Tushyanthan Baskaran/Lars P. Feld/Jan Schnellenbach: Fiscal Federalism, Decentralization and Economic Growth: A Meta-Analysis

The theoretical literature on fiscal federalism has identified several channels through which government decentralization could affect economic growth. Much of the literature focuses on the efficiency aspects of a decentralized provision of public services, but decentralization may also increase growth by raising the ability of the political system to innovate and carry out reforms. In contrast, some authors argue that decentralization increases corruption and government inefficiency, and thus may diminish growth. Given this theoretical ambiguity, several studies have attempted to identify the effect of decentralization on economic growth empirically over the last two decades. We review and conduct a meta-analysis of this empirical literature. Based on our analysis, we point out open questions and discuss possible ways to answer them.

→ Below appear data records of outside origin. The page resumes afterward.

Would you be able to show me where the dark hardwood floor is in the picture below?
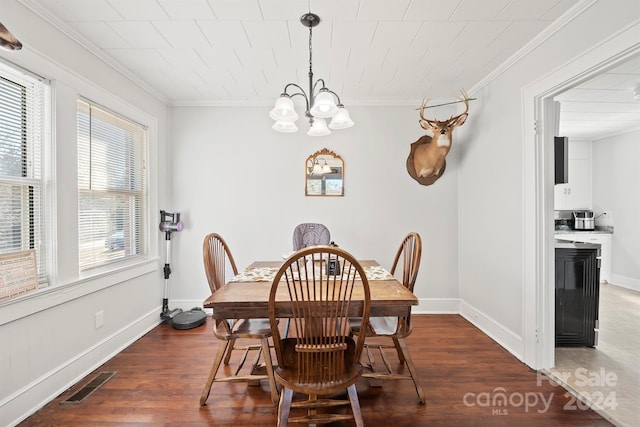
[20,315,611,427]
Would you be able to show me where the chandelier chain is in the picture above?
[309,26,313,73]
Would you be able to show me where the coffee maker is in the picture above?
[573,211,595,230]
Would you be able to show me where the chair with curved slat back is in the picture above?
[350,232,426,404]
[284,222,331,337]
[200,233,278,405]
[269,246,371,426]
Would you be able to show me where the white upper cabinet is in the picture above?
[554,140,593,210]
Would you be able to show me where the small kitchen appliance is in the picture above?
[573,211,595,230]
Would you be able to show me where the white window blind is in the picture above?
[78,99,147,271]
[0,62,48,286]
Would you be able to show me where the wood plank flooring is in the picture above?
[20,315,612,427]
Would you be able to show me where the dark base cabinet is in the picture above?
[555,245,600,347]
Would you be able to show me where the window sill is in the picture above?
[0,258,159,326]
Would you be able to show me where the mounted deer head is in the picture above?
[0,23,22,50]
[407,91,469,185]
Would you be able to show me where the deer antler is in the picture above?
[420,98,429,121]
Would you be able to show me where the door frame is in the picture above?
[522,25,640,369]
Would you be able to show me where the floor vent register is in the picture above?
[60,372,116,403]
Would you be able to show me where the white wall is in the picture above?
[170,105,466,310]
[0,0,171,426]
[592,131,640,290]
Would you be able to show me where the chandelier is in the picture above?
[269,13,353,136]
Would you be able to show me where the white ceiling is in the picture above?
[15,0,640,136]
[554,57,640,139]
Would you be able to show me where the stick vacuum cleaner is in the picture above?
[160,211,207,329]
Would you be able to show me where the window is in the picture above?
[0,62,48,285]
[78,100,147,271]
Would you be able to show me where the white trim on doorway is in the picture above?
[522,21,640,369]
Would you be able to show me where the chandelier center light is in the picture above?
[269,12,353,136]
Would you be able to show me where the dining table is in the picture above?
[203,260,418,319]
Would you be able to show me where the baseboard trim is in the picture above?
[608,274,640,292]
[411,298,460,314]
[460,300,524,363]
[5,306,161,426]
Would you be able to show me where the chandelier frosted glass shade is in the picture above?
[269,94,298,122]
[269,12,353,136]
[307,117,331,136]
[329,106,353,130]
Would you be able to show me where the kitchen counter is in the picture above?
[553,226,613,235]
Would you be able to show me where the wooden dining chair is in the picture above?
[269,246,371,426]
[350,232,426,404]
[200,233,278,406]
[284,222,331,337]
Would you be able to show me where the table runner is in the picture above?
[229,265,393,282]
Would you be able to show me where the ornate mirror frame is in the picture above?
[304,148,344,196]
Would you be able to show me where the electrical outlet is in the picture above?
[95,310,104,329]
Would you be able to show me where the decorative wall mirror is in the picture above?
[304,148,344,196]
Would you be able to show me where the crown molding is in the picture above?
[17,0,169,105]
[469,0,598,94]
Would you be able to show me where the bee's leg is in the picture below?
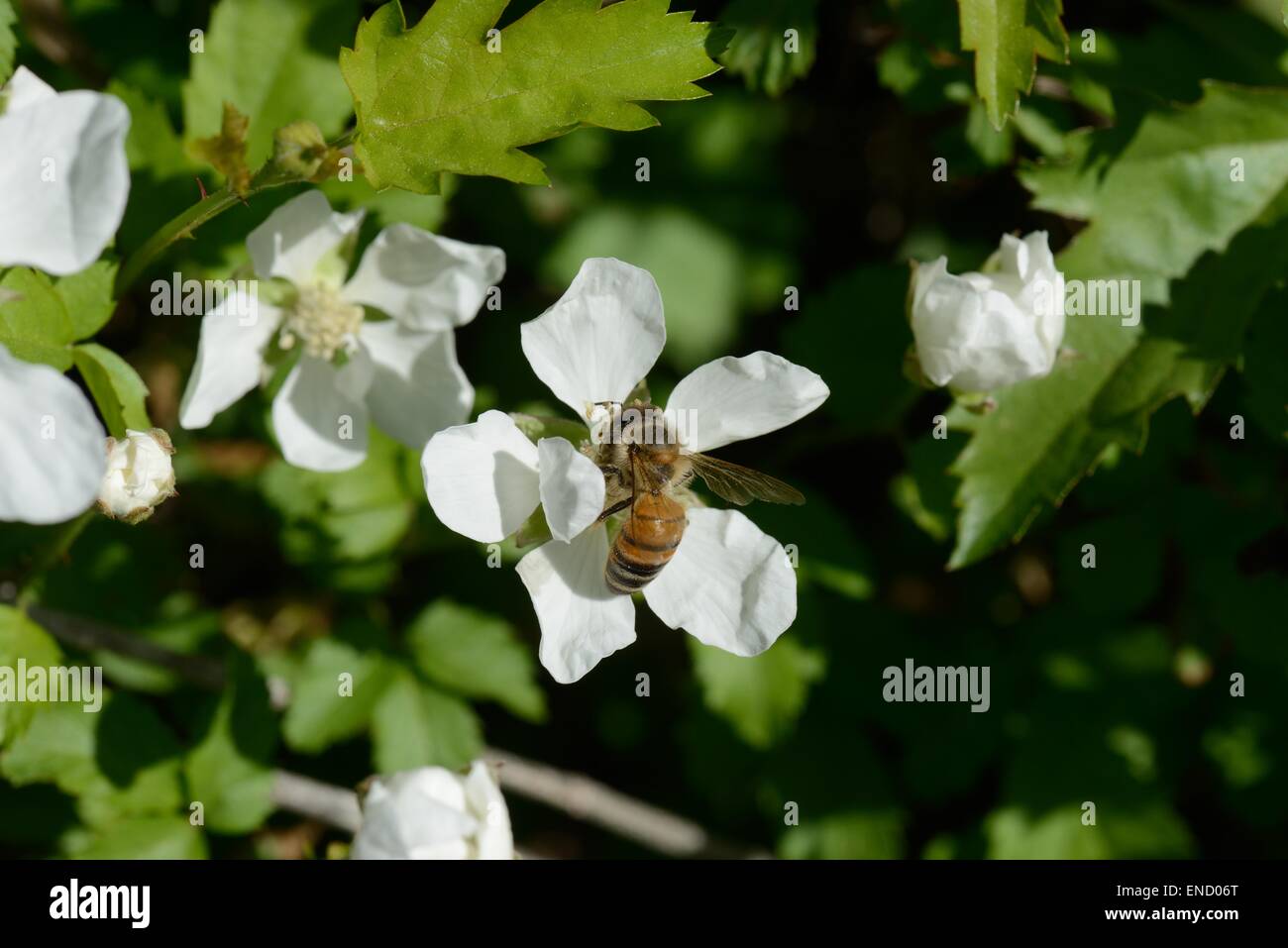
[595,497,634,523]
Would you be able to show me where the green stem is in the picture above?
[115,188,244,299]
[113,129,356,299]
[16,507,98,609]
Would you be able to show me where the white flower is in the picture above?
[349,761,514,859]
[0,345,107,523]
[0,65,130,275]
[179,190,505,471]
[421,259,828,684]
[911,231,1064,391]
[98,428,174,523]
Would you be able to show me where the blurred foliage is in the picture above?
[0,0,1288,858]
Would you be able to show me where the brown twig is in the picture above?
[17,606,769,859]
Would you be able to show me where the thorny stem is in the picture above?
[113,129,356,299]
[115,188,243,299]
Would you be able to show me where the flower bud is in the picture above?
[911,231,1064,391]
[98,428,175,523]
[349,761,514,859]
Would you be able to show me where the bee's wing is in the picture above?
[688,454,805,506]
[631,458,666,496]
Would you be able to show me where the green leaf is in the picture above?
[720,0,818,97]
[107,78,197,178]
[73,343,152,438]
[282,638,391,754]
[690,638,827,747]
[957,0,1069,129]
[371,670,483,774]
[63,816,210,859]
[184,661,277,833]
[0,605,61,747]
[1025,82,1288,301]
[407,599,546,721]
[0,0,18,85]
[0,693,183,827]
[54,261,117,339]
[0,261,116,372]
[948,216,1288,570]
[192,102,252,196]
[0,266,76,372]
[183,0,358,167]
[340,0,718,193]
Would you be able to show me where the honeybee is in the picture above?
[593,400,805,595]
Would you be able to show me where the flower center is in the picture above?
[280,286,362,362]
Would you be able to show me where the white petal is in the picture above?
[465,760,514,859]
[358,319,474,451]
[344,224,505,330]
[4,65,58,112]
[179,292,280,429]
[273,347,373,472]
[644,509,796,656]
[516,527,633,685]
[246,190,364,286]
[349,767,480,859]
[537,438,604,542]
[666,352,831,451]
[420,411,541,544]
[519,258,666,420]
[0,68,130,275]
[0,345,107,523]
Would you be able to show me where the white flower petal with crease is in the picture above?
[0,67,130,275]
[343,224,505,330]
[537,438,604,542]
[0,345,107,523]
[179,292,280,429]
[246,190,364,286]
[666,352,831,451]
[644,509,796,656]
[519,258,666,421]
[516,527,633,684]
[911,231,1065,391]
[420,411,541,544]
[358,319,474,451]
[273,348,373,472]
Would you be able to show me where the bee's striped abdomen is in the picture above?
[604,493,686,593]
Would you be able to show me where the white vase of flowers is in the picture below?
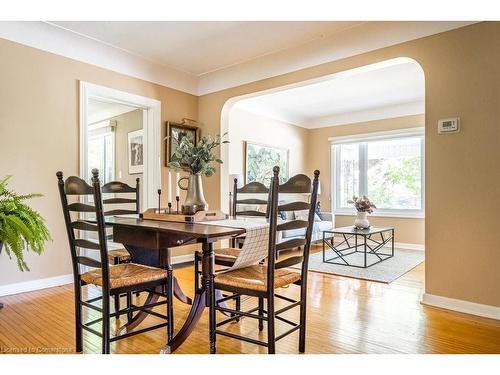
[347,195,377,229]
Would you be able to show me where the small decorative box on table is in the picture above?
[139,208,227,223]
[323,226,394,268]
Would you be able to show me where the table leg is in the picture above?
[161,243,214,354]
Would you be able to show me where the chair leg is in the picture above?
[102,290,110,354]
[167,265,174,341]
[208,275,217,354]
[267,294,276,354]
[299,280,307,353]
[113,257,120,319]
[75,280,83,353]
[259,297,264,331]
[234,296,241,322]
[127,292,133,323]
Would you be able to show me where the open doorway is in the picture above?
[80,82,161,207]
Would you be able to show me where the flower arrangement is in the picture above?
[347,195,377,214]
[168,133,229,177]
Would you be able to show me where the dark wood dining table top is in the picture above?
[105,216,245,247]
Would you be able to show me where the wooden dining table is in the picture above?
[106,216,245,354]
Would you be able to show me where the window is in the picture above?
[331,128,424,216]
[87,121,115,184]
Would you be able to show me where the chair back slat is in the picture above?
[76,255,101,268]
[75,238,101,250]
[104,208,137,216]
[279,174,312,194]
[276,220,309,232]
[275,255,304,269]
[101,178,140,216]
[278,201,311,211]
[101,179,138,194]
[276,238,307,252]
[232,178,269,217]
[102,198,137,204]
[71,220,99,232]
[267,167,319,295]
[56,169,109,295]
[68,202,95,212]
[64,176,94,195]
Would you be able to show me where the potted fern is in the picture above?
[0,176,51,284]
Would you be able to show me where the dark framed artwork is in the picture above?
[127,129,144,174]
[245,141,288,186]
[165,121,199,167]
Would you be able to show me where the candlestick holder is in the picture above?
[158,189,161,214]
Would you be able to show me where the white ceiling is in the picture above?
[235,59,425,128]
[0,21,474,95]
[87,98,137,125]
[51,21,363,76]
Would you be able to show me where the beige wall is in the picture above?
[227,108,307,176]
[0,22,500,306]
[0,39,198,285]
[111,109,143,191]
[198,22,500,306]
[307,115,425,245]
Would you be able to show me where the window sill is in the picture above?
[333,211,425,219]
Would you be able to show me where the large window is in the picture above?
[331,128,424,216]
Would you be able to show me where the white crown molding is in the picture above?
[0,21,198,95]
[198,21,475,95]
[421,293,500,320]
[0,21,474,95]
[302,101,425,129]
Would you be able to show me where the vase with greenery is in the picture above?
[168,133,229,215]
[0,176,51,271]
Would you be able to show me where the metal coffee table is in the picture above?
[323,226,394,268]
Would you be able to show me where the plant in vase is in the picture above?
[168,133,229,215]
[0,176,51,307]
[347,195,377,229]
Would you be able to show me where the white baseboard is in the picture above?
[0,274,73,296]
[421,293,500,320]
[392,242,425,251]
[0,254,194,297]
[172,254,194,264]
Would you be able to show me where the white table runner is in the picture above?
[203,218,269,272]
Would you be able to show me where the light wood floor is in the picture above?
[0,258,500,353]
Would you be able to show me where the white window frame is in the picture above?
[87,120,116,184]
[328,127,425,218]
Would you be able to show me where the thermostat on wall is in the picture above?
[438,117,460,134]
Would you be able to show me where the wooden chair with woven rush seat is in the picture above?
[101,178,140,319]
[209,167,319,353]
[57,169,173,354]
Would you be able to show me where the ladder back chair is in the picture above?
[209,167,319,353]
[101,178,140,264]
[56,169,173,354]
[101,177,141,319]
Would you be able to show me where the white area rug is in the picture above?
[302,248,425,283]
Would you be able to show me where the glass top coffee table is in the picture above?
[323,226,394,268]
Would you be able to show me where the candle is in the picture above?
[175,172,181,197]
[168,171,172,203]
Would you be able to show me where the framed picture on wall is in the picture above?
[127,129,144,174]
[165,121,199,169]
[245,141,288,186]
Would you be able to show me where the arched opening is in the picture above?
[220,57,425,280]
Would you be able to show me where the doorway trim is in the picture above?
[80,81,161,208]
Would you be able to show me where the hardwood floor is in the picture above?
[0,258,500,353]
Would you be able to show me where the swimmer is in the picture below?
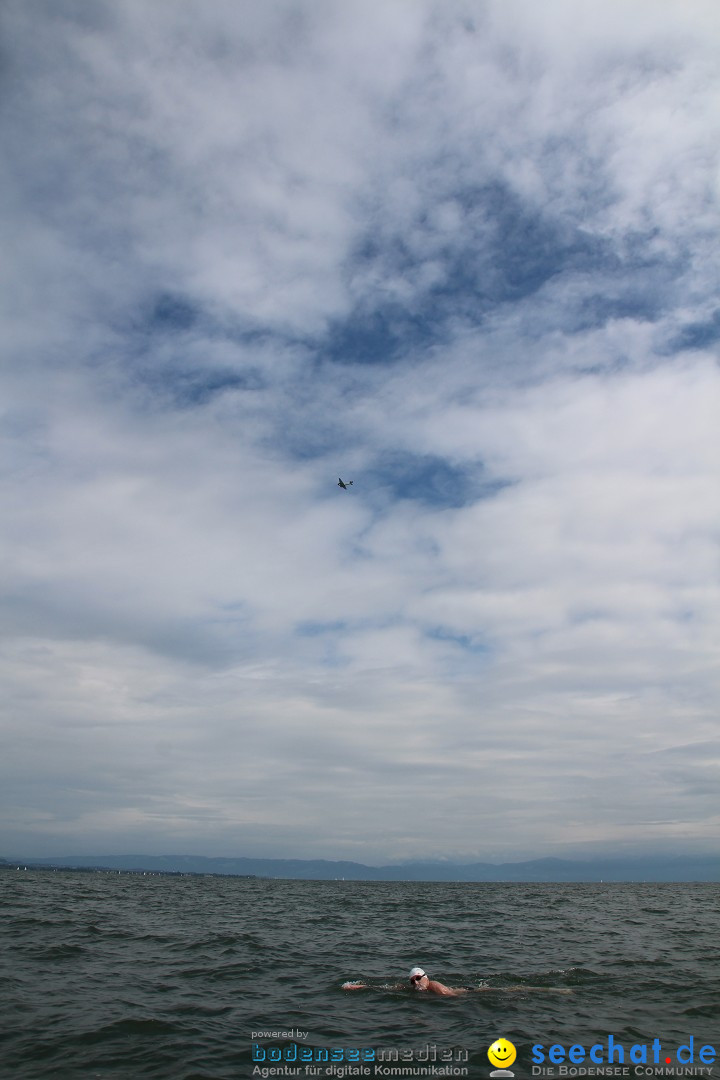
[340,968,572,998]
[341,968,467,998]
[409,968,467,998]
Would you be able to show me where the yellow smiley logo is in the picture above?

Arash Molavi Vasséi: Recursive Utility, Increasing Impatience and Capital Deepening

This paper argues that F.A. Hayek anticipated the notion of ‘recursive utility’ and analytically reconstructs his informal exposition of the optimal saving process. The scope of analysis is restricted to Hayek’s largely unrecognised contribution in Utility Analysis and Interest in 1936, restated as chapters 17 and 18 in The Pure Theory of Capital, first published in 1941. It is shown that Hayek characterised efficient dynamic choice as an infinite series of two-period optimality conditions by transforming an infinite-horizon optimisation problem into a perpetual confrontation of current and prospective utility, that he hinted at the axiomatic base of stationary and weakly separable dynamic preferences, and that he endogenised the subjective discount rate to substantiate his claim that the interest-rate path in a perfect-foresight equilibrium is unidirectionally determined by the marginal productivity of investment (and not by thrift). Hayek’s vision of dynamic social efficiency and dynamic equilibrium is completely characterised.

Wolfgang Kerber: Soft Paternalism and Consumer Policy

Although the concept of soft paternalism succeeded in drawing attention to the importance of behavioral economics and the effects of “soft” policy instruments as default rules for influencing behavior, it is argued in this article that soft paternalism can make only a very limited new contribution to consumer policy. “Soft” policy (governance) instruments and behavioral economics insights can be used without soft paternalism. However, due to its normative vagueness, the concept of soft paternalism cannot offer anything new to the normative justification of paternalism in the case of trade offs with individual liberty, and under what circumstances “soft” policy instruments should be favored compared to hard ones. Therefore a serious normative discussion about paternalism is still missing.